Amsterdam police

Channel 11 reporters escaped to a nearby mall and called the police, who took them to safety in a van.

By Batya Jerenberg, World Israel News

An Israeli news crew was rescued by police from an antisemitic crowd in Amsterdam Saturday after attempting to report on the lynch mob who beat dozens of Israeli soccer fans after a match ended Thursday night.

Channel 11 reporter Michal Reshef and cameraman Michael Rizhov were standing in the central, Dam Square to cover the violence perpetrated by hundreds of anti-Israel rioters against Maccabi Tel Aviv supporters after the game their squad had lost to the Dutch AJAX team.

As Reshef was talking into the mike, a group of youth surrounded them and started shouting anti-Israel slurs. They decided to pack up their equipment and walk away, but some followed them, they said, so they entered a nearby mall and called the police.

“We found ourselves in an unpleasant situation,” Reshef said from the store they were hiding in. “Protestors starting screaming at us ‘Free Palestine’ before the report, the police pushed them away from there…. They waited for us in an alley. We’re now in a very nice store where they agreed to host us until the police will come to get us out of here.”

They asked for an escort to take them back to their hotel, and the authorities sent men and a van to bring them to safety.

On Thursday night, hundreds spread across the streets near the stadium to hunt down people dressed in the Maccabi colors or who looked Jewish.

Videos posted to social media showed whole groups chasing and attacking individuals on foot as well as ramming them in cars and scooters, and even attempting to break into hotels where fans were staying.

Although dozens were bruised and battered, only five people were reported as needing hospital treatment before being released.

Israeli intelligence had warned the Amsterdam police a few days earlier that there was a “high possibility” that the fans were in danger, as pro-Palestinian groups had not kept it a secret that they were planning something against the Israeli presence in the Dutch capital.

In the event, while some officers, as well as ordinary Dutchmen, including local Jews, helped Israelis escape, many of those who had to run for their lives said there were few policemen to be seen on the streets.

One victim, Tzvi Kedar, told Kan Radio that the police refused to escort him and his friend from a bar they had been invited into by a woman who told them it was unsafe outside. They walked alone and were set upon by several men who “confronted us with metal rods, bottles, and knuckledusters.”

“We were two against twenty,” he recounted, “taking blows on the street like dogs. My friend lost consciousness, and I was bleeding.”

After the assault, the ambulance he called refused to come, he said, and when they got to the hospital by taxi, “there was no empathy towards us; they were indifferent and did not ask us what happened.”

Police Commissioner Peter Holla maintained in a press conference Friday that the authorities had been “prepared” for possible violence, having called in 800 officers from around the country well in advance, and that he was “still shocked by what happened.”

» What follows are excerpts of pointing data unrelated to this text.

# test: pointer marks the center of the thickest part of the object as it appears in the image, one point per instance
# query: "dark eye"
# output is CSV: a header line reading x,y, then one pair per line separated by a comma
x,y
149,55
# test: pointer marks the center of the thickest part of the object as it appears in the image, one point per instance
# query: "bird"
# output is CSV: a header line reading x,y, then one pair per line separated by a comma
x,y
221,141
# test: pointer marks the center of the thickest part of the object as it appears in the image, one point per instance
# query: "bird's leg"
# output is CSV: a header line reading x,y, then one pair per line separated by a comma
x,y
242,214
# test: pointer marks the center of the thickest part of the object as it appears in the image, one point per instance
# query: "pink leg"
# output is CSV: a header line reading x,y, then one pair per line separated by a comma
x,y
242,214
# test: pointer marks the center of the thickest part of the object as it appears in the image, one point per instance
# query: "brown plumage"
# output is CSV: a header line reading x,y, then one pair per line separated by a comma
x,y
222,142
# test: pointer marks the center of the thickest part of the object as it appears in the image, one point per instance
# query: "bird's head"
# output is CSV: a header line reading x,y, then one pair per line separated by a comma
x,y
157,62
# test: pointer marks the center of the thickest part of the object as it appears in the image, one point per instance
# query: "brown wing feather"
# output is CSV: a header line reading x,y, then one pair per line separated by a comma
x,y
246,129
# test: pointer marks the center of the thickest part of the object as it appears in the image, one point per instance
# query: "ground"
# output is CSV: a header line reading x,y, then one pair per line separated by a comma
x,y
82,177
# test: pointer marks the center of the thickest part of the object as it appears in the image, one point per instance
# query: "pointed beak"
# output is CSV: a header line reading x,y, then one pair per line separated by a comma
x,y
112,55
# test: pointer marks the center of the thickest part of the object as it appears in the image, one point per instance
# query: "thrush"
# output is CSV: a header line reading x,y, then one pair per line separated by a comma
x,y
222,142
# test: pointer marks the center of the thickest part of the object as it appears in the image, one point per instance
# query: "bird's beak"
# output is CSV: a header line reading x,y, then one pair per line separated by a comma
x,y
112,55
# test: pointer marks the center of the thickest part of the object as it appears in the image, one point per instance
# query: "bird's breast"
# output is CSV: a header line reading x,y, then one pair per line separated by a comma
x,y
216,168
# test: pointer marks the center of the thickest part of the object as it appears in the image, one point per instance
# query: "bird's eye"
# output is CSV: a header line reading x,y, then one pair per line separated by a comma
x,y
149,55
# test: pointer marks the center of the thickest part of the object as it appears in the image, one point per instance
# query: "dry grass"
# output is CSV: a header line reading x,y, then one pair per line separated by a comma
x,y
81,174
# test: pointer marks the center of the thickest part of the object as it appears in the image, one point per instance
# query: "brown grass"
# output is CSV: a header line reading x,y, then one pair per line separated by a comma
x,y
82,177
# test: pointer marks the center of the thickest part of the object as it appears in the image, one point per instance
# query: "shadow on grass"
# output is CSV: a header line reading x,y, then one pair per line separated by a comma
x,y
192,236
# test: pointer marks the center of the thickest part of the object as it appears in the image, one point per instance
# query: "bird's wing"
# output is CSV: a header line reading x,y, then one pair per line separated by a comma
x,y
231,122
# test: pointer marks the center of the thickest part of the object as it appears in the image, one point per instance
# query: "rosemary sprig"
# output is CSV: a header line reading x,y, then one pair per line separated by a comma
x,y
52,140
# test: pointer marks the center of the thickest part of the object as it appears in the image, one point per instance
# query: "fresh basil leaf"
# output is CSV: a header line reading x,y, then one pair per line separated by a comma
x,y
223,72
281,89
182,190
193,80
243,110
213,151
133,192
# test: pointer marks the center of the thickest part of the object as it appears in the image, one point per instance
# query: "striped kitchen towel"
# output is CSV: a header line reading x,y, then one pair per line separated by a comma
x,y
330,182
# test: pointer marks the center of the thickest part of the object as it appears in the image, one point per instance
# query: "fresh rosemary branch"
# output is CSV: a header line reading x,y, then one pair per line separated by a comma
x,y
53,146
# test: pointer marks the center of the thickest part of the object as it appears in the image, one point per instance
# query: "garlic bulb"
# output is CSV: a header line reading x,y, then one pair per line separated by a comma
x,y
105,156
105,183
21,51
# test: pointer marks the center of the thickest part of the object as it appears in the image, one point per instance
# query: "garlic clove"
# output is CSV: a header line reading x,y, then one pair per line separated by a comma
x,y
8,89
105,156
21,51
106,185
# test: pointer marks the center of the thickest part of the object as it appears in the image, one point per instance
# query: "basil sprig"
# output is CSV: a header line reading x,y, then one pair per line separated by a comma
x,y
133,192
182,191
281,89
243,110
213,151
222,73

Amsterdam Mayor Femke Halsema and the police chief said that “they take full responsibility for what happened,” although Holla also tried to blame the victims by saying that “there were incidents on both sides,” with Israelis “destroying a taxi” and burning a Palestinian flag in Dam Square the previous day.

He admitted that they knew that Muslim groups and taxi drivers had started to organize for attacks on Maccabi Tel Aviv fans on Thursday before the game, but defended his men, saying, “I would like to point out here that it is very difficult for the police to act against these flash moments spread throughout the city.”

Holla expressed his “sympathy and support for the injured and all supporters who have felt or still feel unsafe” and vowed to “track down those involved.”

Only four out of 62 arrested so far were even detained through Saturday for allegedly committing violent acts, with the vast majority only fined for creating a public disturbance and ten charged with minor offenses such as vandalism and released.